History of Onion
If a person eats half of raw onion every day, the good HDL will goes up 30%. Onions increase blood circulation and good for reducing blood pressure. Onion usually refers to Allium cepa. Allium cepa is one of the oldest vegetable known. It’s a large family containing 500 species.
It has been used as a food source for millennia. Onion is a native to South Asia and is widely used in Indian cooking.
Most researches agreed that the onion has been cultivated for 5000 years. It grew in Chinese gardens as early as that time.
Apart from using as a currency to pay the workers who built the pyramids, Ancient Egypt 3500 B.C worshipped the onion and believed that its spherical shape symbolized the eternal life. Painting of onions appears on the walls of the pyramids and in tombs of both the old Kingdom and the new Kingdom.
King Ramses IV, who died in 1160 B.C, was entombed with onions in his eye sockets. Egyptian believed that onion strong scent would prompt the dead to breathe again.

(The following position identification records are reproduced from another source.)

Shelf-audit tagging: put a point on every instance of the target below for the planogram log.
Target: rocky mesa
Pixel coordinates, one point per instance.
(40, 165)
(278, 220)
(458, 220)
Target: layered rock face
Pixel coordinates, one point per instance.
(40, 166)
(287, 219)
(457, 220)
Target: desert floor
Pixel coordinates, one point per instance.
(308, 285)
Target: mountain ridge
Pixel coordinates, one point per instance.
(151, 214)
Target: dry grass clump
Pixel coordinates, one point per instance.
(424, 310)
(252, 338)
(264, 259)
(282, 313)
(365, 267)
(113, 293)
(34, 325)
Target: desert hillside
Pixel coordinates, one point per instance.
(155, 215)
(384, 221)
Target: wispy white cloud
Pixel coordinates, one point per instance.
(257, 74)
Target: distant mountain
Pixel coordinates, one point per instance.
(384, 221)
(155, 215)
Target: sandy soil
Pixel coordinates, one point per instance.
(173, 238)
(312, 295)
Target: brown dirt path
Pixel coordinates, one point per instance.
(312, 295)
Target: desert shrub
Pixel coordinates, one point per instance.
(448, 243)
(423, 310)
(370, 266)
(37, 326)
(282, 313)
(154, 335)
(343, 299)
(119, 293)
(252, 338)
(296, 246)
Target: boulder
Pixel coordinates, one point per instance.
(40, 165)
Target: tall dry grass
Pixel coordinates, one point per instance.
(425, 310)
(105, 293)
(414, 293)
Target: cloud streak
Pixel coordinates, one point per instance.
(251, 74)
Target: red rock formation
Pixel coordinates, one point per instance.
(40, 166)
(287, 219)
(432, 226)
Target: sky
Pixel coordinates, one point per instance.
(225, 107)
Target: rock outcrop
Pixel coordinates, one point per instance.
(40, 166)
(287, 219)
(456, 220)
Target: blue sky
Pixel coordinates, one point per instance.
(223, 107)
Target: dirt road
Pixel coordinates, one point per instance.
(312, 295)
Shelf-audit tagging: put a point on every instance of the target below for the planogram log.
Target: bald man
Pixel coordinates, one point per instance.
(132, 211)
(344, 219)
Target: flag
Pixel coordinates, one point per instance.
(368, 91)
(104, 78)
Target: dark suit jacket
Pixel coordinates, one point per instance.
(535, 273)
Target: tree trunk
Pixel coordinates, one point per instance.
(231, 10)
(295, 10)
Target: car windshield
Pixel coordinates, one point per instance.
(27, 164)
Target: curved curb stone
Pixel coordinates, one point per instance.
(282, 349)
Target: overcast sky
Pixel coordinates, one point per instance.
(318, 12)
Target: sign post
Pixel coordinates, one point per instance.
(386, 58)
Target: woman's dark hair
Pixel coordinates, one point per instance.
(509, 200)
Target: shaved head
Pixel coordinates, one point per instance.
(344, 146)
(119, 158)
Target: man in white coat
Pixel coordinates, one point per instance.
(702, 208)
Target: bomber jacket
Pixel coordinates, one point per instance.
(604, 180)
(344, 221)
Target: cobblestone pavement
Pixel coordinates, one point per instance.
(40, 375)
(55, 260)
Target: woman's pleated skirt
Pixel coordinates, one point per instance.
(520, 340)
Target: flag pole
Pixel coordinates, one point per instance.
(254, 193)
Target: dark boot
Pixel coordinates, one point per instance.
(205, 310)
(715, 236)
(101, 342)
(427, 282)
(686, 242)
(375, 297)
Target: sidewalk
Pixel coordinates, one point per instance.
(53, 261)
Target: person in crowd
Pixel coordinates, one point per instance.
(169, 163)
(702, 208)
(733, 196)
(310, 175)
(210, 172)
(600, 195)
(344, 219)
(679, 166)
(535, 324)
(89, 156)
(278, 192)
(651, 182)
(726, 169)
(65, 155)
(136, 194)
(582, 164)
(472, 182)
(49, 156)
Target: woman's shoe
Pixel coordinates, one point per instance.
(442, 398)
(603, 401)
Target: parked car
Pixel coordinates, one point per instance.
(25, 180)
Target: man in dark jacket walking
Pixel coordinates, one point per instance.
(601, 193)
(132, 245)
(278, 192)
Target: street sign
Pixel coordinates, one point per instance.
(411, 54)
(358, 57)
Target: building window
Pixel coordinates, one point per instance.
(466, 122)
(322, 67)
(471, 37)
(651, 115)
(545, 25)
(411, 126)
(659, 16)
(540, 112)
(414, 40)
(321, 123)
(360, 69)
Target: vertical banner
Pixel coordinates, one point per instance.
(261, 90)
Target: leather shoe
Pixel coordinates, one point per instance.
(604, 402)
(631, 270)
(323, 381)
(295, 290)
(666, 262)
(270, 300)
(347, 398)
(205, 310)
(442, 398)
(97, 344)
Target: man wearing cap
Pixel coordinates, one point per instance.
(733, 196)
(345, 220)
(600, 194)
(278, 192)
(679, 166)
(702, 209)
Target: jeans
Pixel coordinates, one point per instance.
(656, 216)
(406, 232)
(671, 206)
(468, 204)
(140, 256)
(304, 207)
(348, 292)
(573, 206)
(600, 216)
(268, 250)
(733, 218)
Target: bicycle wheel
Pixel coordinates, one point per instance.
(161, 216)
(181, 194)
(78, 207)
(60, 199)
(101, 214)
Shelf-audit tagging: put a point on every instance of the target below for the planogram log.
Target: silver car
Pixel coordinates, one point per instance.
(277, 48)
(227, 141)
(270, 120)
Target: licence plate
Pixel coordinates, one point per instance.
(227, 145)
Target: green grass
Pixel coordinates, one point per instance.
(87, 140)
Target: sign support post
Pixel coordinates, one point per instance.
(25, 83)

Sumerians also believed to have grown the onions since 2500 B.C in their farm.
In middle ages, onion became one of European three main cuisines (beans, cabbage and onion). It was the Roma who introduced the onion to Europe. The Latin name unio was to describe a species of onion resembling a single white pearl. At that time, in American native was using wild onions in syrups, in dyes even in toys. They also ate as a raw.